If pokemon battling was illegal, it would go underground and be the focus of criminal betting. >: D!
(What about the thing of 'pokemon want to battle'? Isn't preventing them also violating their rights?)


----------



## Mew14 (Apr 14, 2010)

*Re: If Pokémon were Real*

I would probably have my favorite Pokemon  with me all the time and never in it's pokeball.


----------



## Arcanine (Apr 15, 2010)

*Re: If Pokémon were Real*

In my point of view, the most "cataclysmic" views of this question would apply if Pokémon were introduced in our timeframe. Our society is largely based of the superiority of Man over Animal, and almost Man over Nature. Society sees itself as ruler of the world and beyond, and Pokémon would fill the roles of current animals only with greater efficiency/danger.

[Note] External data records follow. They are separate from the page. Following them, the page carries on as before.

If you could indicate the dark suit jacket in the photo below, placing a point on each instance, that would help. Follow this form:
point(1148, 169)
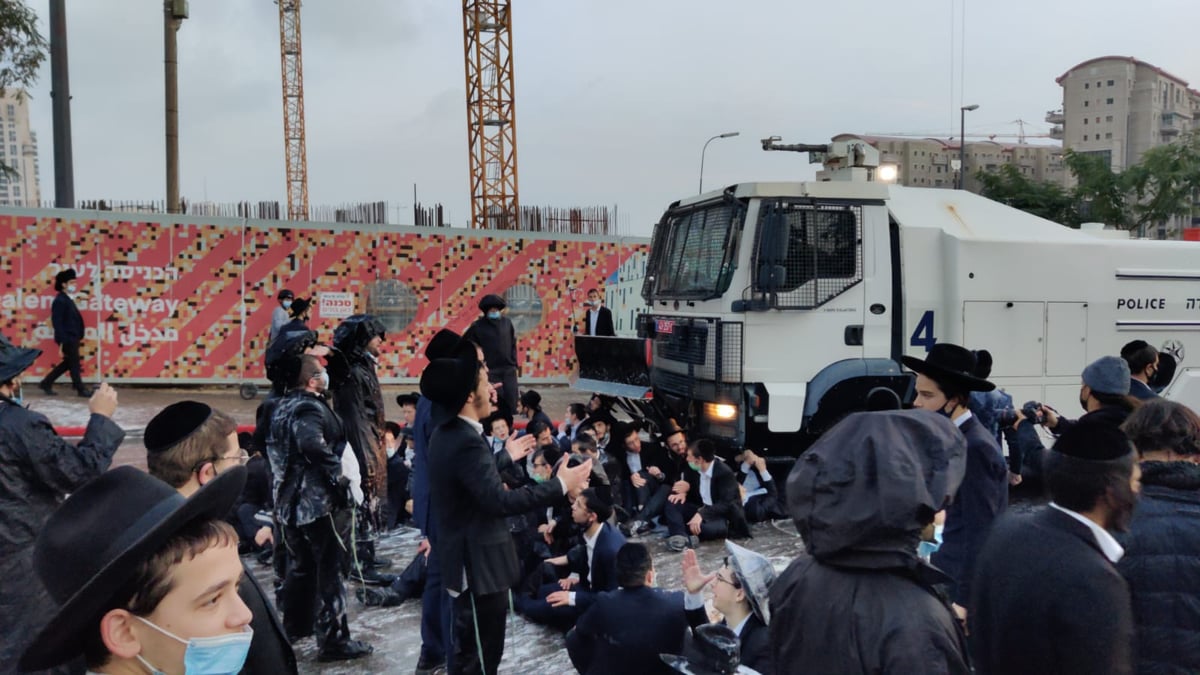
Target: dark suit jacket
point(469, 505)
point(66, 320)
point(604, 566)
point(1048, 601)
point(982, 496)
point(604, 323)
point(726, 499)
point(627, 629)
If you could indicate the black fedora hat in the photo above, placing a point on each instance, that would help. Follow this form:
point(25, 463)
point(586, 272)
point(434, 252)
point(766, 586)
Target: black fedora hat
point(13, 359)
point(61, 278)
point(712, 649)
point(450, 381)
point(442, 344)
point(90, 548)
point(949, 363)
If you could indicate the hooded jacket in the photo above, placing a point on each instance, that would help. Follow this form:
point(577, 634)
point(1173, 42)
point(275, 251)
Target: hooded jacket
point(861, 599)
point(1162, 566)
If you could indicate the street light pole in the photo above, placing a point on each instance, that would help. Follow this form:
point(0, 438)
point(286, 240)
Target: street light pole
point(963, 142)
point(726, 135)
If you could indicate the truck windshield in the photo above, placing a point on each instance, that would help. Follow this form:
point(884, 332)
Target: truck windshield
point(694, 252)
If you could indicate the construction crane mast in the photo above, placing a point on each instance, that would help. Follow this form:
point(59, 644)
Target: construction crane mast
point(291, 64)
point(491, 114)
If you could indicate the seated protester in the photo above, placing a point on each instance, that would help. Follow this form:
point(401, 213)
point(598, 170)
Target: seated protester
point(712, 647)
point(497, 428)
point(1162, 550)
point(529, 405)
point(575, 416)
point(399, 473)
point(189, 444)
point(139, 572)
point(586, 571)
point(858, 599)
point(712, 506)
point(625, 631)
point(760, 495)
point(640, 475)
point(741, 595)
point(587, 447)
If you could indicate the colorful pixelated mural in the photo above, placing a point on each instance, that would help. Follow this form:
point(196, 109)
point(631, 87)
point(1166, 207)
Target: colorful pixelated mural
point(191, 300)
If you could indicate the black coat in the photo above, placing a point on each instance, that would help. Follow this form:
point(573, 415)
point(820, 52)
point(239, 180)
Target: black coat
point(1048, 601)
point(37, 470)
point(1162, 566)
point(604, 323)
point(306, 459)
point(469, 506)
point(358, 401)
point(881, 615)
point(982, 496)
point(66, 320)
point(624, 632)
point(726, 499)
point(498, 339)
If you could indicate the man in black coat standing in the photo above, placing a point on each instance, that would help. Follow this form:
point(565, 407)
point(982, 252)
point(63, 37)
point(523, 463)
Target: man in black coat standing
point(475, 550)
point(496, 335)
point(67, 333)
point(598, 320)
point(1048, 597)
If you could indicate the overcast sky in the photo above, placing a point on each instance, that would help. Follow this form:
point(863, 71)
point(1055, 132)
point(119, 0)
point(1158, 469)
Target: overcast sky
point(615, 97)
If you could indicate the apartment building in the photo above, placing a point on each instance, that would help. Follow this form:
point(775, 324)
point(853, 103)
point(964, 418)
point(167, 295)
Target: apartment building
point(18, 150)
point(930, 162)
point(1119, 107)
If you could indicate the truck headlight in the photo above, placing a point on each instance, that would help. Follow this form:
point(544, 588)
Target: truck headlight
point(720, 411)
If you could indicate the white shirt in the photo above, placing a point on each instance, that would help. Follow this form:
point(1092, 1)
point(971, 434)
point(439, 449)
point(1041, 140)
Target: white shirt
point(1109, 545)
point(634, 461)
point(591, 543)
point(706, 485)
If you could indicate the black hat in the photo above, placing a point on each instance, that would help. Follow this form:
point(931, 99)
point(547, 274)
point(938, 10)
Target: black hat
point(450, 381)
point(61, 279)
point(299, 306)
point(492, 302)
point(531, 399)
point(1093, 440)
point(952, 364)
point(355, 332)
point(711, 649)
point(90, 548)
point(173, 424)
point(442, 344)
point(13, 359)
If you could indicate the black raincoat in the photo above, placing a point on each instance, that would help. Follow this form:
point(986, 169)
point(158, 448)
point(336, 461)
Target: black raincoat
point(37, 470)
point(861, 601)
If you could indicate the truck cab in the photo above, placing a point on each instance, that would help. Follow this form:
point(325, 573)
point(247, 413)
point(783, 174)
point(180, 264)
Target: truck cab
point(775, 309)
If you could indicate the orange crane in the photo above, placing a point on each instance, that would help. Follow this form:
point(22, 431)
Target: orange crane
point(291, 64)
point(491, 114)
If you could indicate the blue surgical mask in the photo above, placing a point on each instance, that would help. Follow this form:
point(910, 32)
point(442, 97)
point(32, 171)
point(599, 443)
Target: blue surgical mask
point(219, 655)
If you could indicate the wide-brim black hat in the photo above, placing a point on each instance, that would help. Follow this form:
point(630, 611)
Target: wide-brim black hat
point(442, 344)
point(299, 306)
point(949, 363)
point(492, 302)
point(13, 359)
point(61, 278)
point(450, 381)
point(90, 548)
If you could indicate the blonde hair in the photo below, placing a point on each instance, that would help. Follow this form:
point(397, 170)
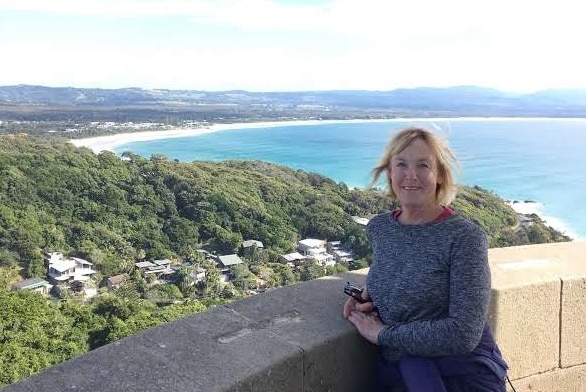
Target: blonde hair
point(445, 159)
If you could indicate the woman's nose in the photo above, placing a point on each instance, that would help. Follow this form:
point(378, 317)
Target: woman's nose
point(411, 172)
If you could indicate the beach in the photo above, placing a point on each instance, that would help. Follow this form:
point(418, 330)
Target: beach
point(111, 142)
point(532, 207)
point(495, 157)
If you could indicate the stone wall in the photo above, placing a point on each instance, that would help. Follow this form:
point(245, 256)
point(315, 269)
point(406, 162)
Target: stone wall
point(295, 339)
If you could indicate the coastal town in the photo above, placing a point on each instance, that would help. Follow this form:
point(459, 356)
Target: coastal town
point(71, 277)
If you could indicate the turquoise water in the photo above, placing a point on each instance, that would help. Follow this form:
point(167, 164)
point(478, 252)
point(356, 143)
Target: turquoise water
point(531, 159)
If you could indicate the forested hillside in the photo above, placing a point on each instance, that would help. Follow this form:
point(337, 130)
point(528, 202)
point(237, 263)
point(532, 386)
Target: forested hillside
point(114, 212)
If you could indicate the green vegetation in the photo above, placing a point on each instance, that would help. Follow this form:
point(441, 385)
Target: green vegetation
point(115, 212)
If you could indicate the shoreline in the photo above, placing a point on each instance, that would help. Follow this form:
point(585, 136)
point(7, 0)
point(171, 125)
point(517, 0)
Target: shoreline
point(533, 207)
point(111, 142)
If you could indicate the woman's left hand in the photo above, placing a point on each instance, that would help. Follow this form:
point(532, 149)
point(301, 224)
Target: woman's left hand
point(367, 324)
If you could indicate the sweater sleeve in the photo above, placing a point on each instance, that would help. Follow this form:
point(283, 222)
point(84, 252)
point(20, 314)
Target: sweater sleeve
point(469, 291)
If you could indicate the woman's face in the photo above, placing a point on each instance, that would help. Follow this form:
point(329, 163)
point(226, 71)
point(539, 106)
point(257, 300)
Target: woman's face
point(414, 175)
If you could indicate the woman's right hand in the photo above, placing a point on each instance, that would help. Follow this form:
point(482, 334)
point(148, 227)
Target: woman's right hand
point(352, 304)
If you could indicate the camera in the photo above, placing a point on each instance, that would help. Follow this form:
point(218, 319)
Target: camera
point(354, 292)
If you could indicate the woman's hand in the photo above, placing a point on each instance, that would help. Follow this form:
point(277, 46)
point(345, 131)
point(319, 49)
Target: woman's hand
point(365, 307)
point(367, 324)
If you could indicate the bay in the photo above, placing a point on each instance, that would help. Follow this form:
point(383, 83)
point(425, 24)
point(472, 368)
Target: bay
point(537, 160)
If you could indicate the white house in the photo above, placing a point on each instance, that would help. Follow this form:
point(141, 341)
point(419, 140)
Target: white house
point(223, 263)
point(315, 249)
point(65, 270)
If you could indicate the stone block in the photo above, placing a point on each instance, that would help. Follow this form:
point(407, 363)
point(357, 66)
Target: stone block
point(573, 333)
point(525, 322)
point(212, 351)
point(309, 315)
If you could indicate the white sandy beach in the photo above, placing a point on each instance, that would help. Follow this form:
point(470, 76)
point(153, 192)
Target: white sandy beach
point(111, 142)
point(530, 207)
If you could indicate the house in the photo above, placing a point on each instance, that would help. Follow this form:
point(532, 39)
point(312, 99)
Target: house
point(225, 262)
point(293, 259)
point(333, 245)
point(342, 256)
point(360, 221)
point(64, 270)
point(249, 245)
point(199, 274)
point(310, 246)
point(315, 249)
point(34, 284)
point(114, 282)
point(157, 267)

However, suppose that Pokémon had existed all along. Humans would have seen them as the superior beings since the start of their existence. Pokémon would keep watch on humans to assure the inventions of the latter wouldn't interfere with the survival of the former. As they advanced to civilization, Pokémon would always be present, and even during experiments (from the Renaissance to the equivalent of ours "nowadays") cientists would remember that they were experimenting with (at least, if not more) equivalents of human beings. That, I believe, would lead to a balanced mix of the real world and what you see in the anime or games.


----------



## My-Chikorita (Apr 16, 2010)

*Re: If Pokémon were Real*

If Pokémon suddenly became real in this world, chaos.

But if they existed all along, they'd have time to form Pokémon Training and everything else you see in the series. In the 8th movie, there was a war using Pokémon, and that happened in the past. In the present Pokémon World, you don't see that (unless the evil teams count, but ten year olds can beat them ;) ).


----------



## Celebi96 (May 24, 2010)

*Re: If Pokémon were Real*

If Pokemon were real it would be the apocalypse.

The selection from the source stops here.